Disarmament was never going to be easy in Jonglei, one of South Sudan’s most violent states. But the process of trying to remove weapons from a population which is armed to the hilt, has fared worse than even the most pessimistic predictions.
‘For any disarmament programme to work, it has to be driven by confidence rather than fear.’
The disarmament campaign instigated by the government in March 2012, aimed to foster peace, but in reality unleashed a storm of violence and human rights atrocities in South Sudan’s largest state.
Reports from Human Rights Watch and Amnesty International indicate citizens have been tortured, raped and killed by soldiers from the Sudan People’s Liberation Army (SPLA) conducting the disarmament.
Victims described being beaten by soldiers and having their heads submerged in water to extract information about weapons. Others spoke of how soldiers looted their property and destroyed crops.
These brutal tactics are a key reason for the disarmament campaign's failure. Observers say the soldiers riled locals by disarming some communities of their weapons while not disarming others, creating a volatile imbalance of power, fuelling insecurity, and undermining any confidence in the government.
The officials clearly had their work cut out: Jonglei, where most citizens are shepherds, is awash with arms, which are used in conflicts and also in a spate of thefts, especially of livestock. Divisions between Dinka, Nuer and Murle communities are pronounced, and, exacerbating local tensions, all these groups are heavily armed, a legacy of decades of war.

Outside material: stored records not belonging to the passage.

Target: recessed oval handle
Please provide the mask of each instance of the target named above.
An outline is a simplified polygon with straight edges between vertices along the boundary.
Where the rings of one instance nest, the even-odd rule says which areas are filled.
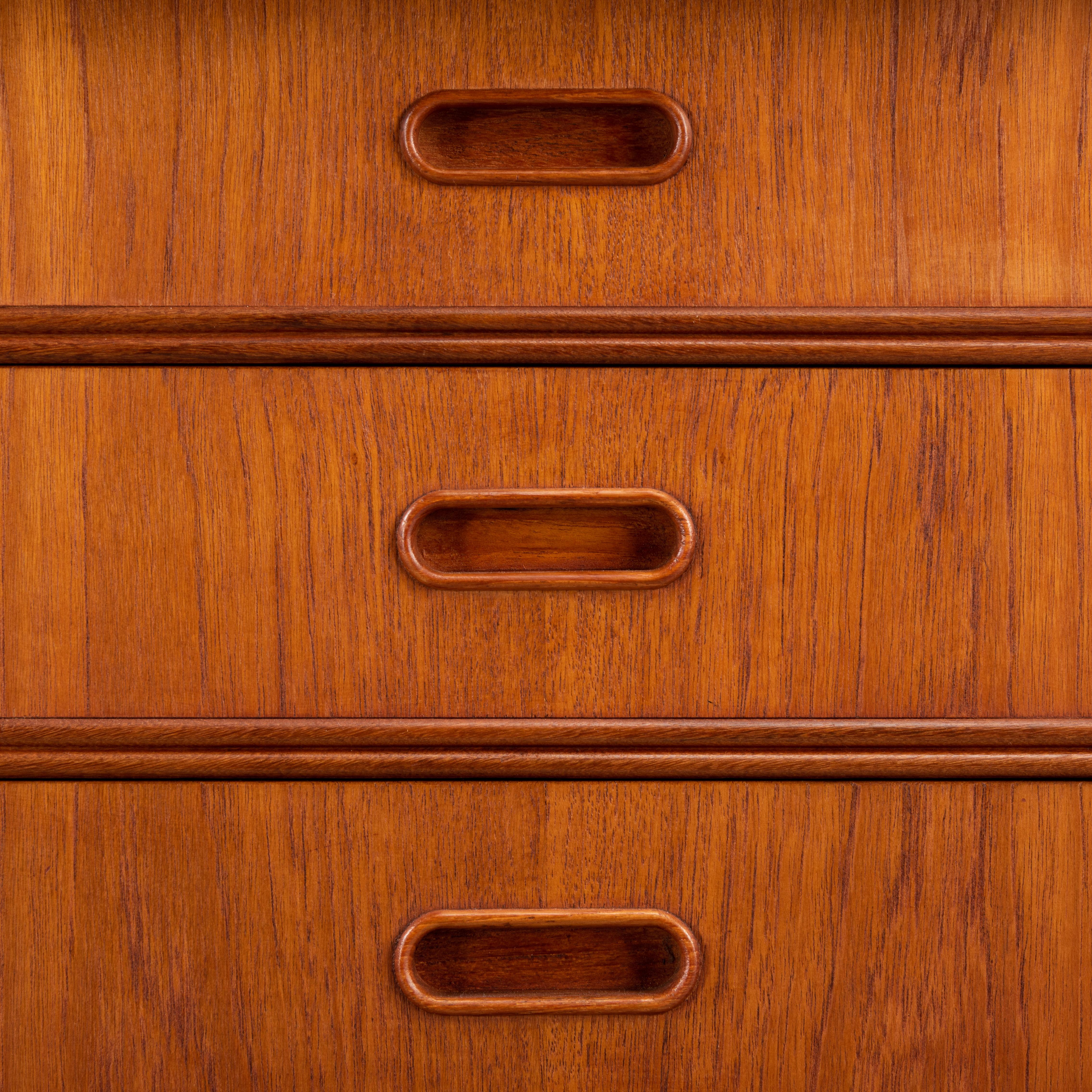
[[[463,590],[662,587],[693,547],[690,513],[658,489],[440,489],[397,527],[415,580]]]
[[[402,992],[430,1012],[664,1012],[701,950],[663,910],[436,910],[394,950]]]
[[[656,91],[435,91],[402,117],[410,165],[432,182],[648,186],[686,163],[690,119]]]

Because of this insecurity, handing over weapons makes people feel vulnerable to attack. Careful explanation is needed to show how disarmament is needed to install long-term security and protect their children in the future.
‘South Sudan will need to tread carefully to restore wounded trust of the people in the government – and in each other.’But the forces’ aggressive approach, combined with a lack of accountability, weakened any trust in the rule of law. Human Rights Watch cited the Pibor County Commissioner as saying that in one instance there had been 14 cases of killings and serious injuries to civilians by disarmament forces but military authorities arrested suspects in only five cases.
For any disarmament programme to work, it has to be driven by confidence rather than fear. This is not the case in Jonglei. With all that has transpired, it is understandable that people have completely lost faith in the authorities’ ability to create a safe environment and ensure a fair disarmament process.
People of Jonglei State have had their confidence in the young nation badly soured by the botched disarmament campaign. It is obvious that they will continue to carry and use their arms.
Before attempting another disarmament campaign, South Sudan will need to tread carefully to restore wounded trust of the people in the government – and in each other. Only when that is achieved, can they even consider attempting civilian disarmament in Jonglei.